Here is the text of the 6 written questions submitted at the 2024 Alumina scheme meeting on July 18 which approved the takeover by Alcoa. Proxies weren't disclosed with the formal addresses but there were no material protest votes at the 45 minute meeting which sailed through with support from 99.77% of voted stock in favour and 87.5% of the voting shareholders (1,598 for and 227 against out of circa 52,000).

Q1. Best practice is now to disclose the proxy position to the ASX along with the formal addresses to offer more timely disclosure to the market? The likes of Origin Energy, NAB, Carsales, Viva Energy, Webjet, Xero, Myer, Brambles and JB Hi Fi all do this at their AGMs and virtually all of the scheme EGMs this year have included this practice from the likes of CSR, Altium, Costa, Boart Longyear and Adbri. Why did you hold back proxy disclosure today and what is the proxy position?

Answer: Chair Peter Day had disclosed the proxies by the time this was read out - listen to audio of exchange via Twitter.

Q2. How many shareholders were eligible to vote on today's takeover and how many did so before the proxy voting deadline on Tuesday at 2pm?

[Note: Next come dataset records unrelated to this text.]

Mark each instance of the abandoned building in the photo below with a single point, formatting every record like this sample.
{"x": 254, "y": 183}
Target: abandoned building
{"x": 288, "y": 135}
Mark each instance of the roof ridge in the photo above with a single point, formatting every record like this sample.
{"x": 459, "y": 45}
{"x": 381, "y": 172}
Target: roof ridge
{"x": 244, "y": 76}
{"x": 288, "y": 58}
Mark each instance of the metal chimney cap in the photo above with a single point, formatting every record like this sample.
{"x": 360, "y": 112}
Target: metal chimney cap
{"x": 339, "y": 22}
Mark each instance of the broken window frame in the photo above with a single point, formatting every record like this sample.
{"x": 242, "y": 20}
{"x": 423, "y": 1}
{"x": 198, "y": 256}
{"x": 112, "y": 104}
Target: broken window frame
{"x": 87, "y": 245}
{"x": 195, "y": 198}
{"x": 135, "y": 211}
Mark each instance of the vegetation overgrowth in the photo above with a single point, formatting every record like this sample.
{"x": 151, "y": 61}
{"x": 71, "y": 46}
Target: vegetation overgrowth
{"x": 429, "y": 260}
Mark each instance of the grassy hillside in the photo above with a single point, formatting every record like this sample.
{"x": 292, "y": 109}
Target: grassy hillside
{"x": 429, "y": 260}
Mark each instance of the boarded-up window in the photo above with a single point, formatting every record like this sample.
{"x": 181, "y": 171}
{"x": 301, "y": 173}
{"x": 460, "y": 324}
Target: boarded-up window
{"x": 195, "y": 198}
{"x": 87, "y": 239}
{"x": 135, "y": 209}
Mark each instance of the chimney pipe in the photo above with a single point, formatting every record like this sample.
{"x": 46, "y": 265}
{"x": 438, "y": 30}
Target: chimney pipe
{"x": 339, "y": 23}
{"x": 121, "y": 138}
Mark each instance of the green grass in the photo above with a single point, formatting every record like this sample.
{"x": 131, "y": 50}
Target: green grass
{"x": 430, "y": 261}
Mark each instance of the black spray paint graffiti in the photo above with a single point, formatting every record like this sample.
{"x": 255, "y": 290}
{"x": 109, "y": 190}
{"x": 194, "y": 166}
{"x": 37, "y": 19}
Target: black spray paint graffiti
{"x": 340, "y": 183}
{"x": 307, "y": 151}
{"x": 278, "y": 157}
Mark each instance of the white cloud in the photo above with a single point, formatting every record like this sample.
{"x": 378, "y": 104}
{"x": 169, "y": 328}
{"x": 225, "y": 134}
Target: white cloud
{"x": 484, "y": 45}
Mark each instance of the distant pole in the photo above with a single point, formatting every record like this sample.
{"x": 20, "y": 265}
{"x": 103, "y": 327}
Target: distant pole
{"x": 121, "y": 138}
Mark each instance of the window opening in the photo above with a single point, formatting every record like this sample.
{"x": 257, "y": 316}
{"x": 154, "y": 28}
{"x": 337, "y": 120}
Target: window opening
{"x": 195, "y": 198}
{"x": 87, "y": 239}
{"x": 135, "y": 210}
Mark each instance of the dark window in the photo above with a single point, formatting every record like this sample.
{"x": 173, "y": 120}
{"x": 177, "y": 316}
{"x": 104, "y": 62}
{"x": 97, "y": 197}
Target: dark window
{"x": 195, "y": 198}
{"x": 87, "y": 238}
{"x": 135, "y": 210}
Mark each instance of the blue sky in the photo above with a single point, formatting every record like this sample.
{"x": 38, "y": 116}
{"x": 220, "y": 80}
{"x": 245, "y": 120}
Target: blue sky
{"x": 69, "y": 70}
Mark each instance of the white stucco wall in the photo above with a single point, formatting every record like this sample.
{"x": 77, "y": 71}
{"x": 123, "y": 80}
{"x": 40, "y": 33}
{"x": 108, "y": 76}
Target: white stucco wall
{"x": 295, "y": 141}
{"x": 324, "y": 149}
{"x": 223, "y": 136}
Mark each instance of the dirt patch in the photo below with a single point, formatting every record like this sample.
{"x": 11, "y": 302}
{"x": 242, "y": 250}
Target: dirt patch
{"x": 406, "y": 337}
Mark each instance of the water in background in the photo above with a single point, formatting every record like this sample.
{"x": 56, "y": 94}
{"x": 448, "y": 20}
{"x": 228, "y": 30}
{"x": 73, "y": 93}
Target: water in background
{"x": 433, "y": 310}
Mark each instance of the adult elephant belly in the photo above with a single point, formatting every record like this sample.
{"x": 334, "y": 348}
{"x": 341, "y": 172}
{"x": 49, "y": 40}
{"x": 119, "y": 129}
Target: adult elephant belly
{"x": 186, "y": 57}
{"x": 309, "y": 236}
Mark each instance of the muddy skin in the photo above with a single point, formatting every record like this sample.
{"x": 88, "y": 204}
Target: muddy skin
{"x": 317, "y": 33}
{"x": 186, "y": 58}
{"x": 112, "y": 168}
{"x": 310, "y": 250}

What sort of solicitation campaign did you run to maximise retail shareholder participation in today's vote?

Answer: Chair Peter Day wasn't able to produce the data from the slide he'd just flashed up showing 2,225 of the circa 52,000 shareholders had voted before the proxy deadline. Listen to audio of exchange via Twitter.

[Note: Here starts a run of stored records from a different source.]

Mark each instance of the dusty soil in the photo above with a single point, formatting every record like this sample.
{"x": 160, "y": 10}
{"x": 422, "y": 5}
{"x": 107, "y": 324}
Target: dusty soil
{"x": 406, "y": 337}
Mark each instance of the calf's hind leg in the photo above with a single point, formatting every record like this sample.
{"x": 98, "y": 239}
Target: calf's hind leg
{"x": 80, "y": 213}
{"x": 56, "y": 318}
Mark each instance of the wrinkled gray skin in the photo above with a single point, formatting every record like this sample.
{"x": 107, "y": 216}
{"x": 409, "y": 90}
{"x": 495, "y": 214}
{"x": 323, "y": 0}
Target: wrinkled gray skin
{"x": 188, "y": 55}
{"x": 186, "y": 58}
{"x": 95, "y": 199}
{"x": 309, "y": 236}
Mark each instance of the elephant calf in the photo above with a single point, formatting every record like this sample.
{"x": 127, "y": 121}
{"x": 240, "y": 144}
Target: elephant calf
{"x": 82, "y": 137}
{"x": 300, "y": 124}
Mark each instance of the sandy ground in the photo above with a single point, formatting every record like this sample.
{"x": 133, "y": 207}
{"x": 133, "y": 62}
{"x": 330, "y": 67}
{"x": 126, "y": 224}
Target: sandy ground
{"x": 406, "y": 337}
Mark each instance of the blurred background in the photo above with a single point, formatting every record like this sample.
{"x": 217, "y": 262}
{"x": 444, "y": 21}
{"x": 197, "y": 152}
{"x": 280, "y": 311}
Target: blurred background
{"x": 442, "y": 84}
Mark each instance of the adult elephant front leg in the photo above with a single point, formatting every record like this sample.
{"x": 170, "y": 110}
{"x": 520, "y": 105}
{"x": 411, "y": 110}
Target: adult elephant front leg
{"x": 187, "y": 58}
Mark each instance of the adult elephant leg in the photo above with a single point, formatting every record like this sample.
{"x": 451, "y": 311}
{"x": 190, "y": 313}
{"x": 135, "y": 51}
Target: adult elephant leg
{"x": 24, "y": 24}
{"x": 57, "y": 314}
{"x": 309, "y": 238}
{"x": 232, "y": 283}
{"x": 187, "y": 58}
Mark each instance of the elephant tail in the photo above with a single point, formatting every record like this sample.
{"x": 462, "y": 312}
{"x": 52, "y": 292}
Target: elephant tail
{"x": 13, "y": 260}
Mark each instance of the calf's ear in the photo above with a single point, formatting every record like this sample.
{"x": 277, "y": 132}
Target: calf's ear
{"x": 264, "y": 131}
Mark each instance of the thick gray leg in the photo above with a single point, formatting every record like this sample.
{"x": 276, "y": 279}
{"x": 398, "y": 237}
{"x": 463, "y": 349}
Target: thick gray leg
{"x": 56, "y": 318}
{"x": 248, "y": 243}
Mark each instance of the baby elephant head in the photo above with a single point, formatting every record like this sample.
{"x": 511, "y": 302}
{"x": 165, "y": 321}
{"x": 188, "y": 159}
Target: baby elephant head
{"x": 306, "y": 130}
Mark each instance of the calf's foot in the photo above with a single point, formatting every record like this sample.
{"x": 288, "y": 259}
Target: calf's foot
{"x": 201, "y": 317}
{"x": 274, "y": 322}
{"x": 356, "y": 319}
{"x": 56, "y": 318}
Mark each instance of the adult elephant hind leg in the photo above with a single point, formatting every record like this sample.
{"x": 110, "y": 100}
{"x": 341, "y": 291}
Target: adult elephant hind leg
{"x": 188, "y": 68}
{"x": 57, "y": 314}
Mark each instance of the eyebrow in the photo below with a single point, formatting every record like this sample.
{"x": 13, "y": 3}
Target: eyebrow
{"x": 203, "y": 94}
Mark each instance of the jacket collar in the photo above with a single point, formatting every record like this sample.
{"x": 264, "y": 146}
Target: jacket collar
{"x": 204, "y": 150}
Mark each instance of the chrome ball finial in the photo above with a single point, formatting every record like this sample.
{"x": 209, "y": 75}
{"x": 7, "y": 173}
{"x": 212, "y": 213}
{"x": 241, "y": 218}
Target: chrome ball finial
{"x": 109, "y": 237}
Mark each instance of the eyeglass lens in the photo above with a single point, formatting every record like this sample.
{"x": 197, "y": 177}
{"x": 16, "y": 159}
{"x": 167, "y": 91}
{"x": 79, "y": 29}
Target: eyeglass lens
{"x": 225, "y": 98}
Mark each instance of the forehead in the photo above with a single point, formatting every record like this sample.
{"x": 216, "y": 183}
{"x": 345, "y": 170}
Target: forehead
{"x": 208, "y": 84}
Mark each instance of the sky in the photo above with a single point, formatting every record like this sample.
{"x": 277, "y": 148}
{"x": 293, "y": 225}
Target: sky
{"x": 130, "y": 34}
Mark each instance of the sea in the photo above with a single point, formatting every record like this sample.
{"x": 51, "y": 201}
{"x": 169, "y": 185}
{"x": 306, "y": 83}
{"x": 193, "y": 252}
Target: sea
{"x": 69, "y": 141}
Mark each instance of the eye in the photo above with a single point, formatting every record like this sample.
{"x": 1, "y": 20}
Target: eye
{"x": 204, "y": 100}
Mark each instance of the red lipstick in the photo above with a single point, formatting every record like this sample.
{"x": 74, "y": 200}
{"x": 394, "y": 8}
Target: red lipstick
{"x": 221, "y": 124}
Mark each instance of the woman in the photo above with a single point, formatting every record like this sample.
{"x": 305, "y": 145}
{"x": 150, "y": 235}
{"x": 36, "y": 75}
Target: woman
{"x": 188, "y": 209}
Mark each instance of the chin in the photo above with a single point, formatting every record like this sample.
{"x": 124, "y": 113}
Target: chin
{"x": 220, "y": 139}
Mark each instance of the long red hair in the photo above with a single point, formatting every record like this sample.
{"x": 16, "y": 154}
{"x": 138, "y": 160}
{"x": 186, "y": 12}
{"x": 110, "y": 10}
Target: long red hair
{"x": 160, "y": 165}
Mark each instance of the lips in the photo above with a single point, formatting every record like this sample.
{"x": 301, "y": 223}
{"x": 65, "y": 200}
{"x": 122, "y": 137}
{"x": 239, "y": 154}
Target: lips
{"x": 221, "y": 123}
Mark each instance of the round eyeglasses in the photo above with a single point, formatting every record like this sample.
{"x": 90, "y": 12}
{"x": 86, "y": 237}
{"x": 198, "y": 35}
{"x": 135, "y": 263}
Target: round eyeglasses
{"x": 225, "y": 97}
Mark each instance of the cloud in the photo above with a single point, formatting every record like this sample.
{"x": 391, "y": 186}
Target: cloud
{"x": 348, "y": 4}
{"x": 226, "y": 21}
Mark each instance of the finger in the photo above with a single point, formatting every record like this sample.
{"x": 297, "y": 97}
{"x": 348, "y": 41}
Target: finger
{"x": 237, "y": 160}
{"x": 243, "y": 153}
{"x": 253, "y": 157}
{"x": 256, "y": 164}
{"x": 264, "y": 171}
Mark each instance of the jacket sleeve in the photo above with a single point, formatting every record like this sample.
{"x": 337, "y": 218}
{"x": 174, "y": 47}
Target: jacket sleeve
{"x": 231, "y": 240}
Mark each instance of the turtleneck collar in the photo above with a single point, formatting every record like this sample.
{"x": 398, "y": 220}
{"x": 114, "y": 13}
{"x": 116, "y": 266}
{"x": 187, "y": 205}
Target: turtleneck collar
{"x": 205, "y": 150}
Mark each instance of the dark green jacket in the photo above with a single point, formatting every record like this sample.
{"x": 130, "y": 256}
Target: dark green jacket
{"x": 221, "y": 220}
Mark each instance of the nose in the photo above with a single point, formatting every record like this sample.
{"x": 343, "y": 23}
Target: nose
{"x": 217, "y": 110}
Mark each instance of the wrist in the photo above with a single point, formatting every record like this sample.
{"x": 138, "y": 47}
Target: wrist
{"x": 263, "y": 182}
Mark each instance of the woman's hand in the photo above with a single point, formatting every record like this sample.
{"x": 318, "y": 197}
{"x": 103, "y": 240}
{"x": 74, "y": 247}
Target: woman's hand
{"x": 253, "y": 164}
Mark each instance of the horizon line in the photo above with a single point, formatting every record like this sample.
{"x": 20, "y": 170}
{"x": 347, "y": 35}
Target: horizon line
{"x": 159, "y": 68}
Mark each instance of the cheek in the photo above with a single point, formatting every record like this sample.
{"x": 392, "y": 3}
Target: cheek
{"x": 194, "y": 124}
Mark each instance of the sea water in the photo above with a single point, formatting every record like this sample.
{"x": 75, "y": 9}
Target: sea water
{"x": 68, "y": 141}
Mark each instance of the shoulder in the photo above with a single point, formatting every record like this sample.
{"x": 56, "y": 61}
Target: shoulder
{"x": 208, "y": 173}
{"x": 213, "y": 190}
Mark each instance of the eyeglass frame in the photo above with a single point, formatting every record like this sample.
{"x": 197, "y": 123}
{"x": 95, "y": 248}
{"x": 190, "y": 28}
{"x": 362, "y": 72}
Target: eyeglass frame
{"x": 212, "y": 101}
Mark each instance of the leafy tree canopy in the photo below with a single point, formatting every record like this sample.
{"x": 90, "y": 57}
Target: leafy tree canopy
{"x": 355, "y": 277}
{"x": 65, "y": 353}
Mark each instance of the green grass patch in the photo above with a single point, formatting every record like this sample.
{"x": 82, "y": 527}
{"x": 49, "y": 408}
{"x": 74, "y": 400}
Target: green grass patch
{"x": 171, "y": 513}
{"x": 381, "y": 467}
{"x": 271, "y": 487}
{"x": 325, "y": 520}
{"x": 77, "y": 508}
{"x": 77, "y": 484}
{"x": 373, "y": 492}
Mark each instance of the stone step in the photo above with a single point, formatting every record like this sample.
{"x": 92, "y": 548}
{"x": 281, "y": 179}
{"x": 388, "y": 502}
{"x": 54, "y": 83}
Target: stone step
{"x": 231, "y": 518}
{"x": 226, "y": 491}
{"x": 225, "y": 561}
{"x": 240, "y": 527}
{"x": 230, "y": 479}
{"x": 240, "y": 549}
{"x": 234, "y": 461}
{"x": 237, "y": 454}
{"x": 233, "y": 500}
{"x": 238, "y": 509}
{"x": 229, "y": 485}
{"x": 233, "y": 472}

Q3. Australia is currently in the midst of an unprecedented deluge of takeovers that has contributed to listed entities on the ASX falling by 7% since January 2023, including 17 months straight of declines. The ASX is losing long standing names such as CSR, Boral, Blackmores, Alumina, Coca Cola Amatil, Sydney Airport, Invocare, OZ Minerals, Newcrest Mining, Crown Resorts and Ausnet, which have all disappeared over the past 3 years. Does the chair think this is a problem for the nation?

Answer: Chair Peter Day declined to engage on this one, declaring it "beyond his pay grade" and also not relevant Listen to audio of exchange via Twitter.

Q4. Why did it take CITIC's nominee on the board, Chen Zeng, until this morning to deliver his board support for the takeover proposal? Could Mr Zeng please outline what the approval process was at CITIC and why it took so long for formal support to be provided? Could the chair comment on whether there were times during the takeover negotiations that he was worried CITIC would scupper the deal by voting its pivotal 18.92% stake against the proposal. Finally, if CITIC had voted against the scheme, would it have been defeated?

Answer: Chair Peter Day declined to let Mr Zeng speak but said all processes had been professionally engaged with - listen to audio of exchange via Twitter.

Q5. The proxy turn out was barely 50% with only 1.55 billion of the 2.9 billion shares voted before the deadline at 2pm on Tuesday. Is this because CITIC proposes to vote on the floor today? Allan Gray has a similar shareholding to CITIC. Did they vote in favour ahead of the proxy voting deadline?

Answer: Chair Peter Day confirmed that CITIC would be voting from the floor but professed to not know how Allan Gray was voting, although he did say it's shareholding wasn't comparable to CITIC. Listen to audio of exchange via Twitter.

Q6. Will the full webcast archive be published on your website until at least the implementation date for the benefit of Alumina shareholders unable to tune in live online?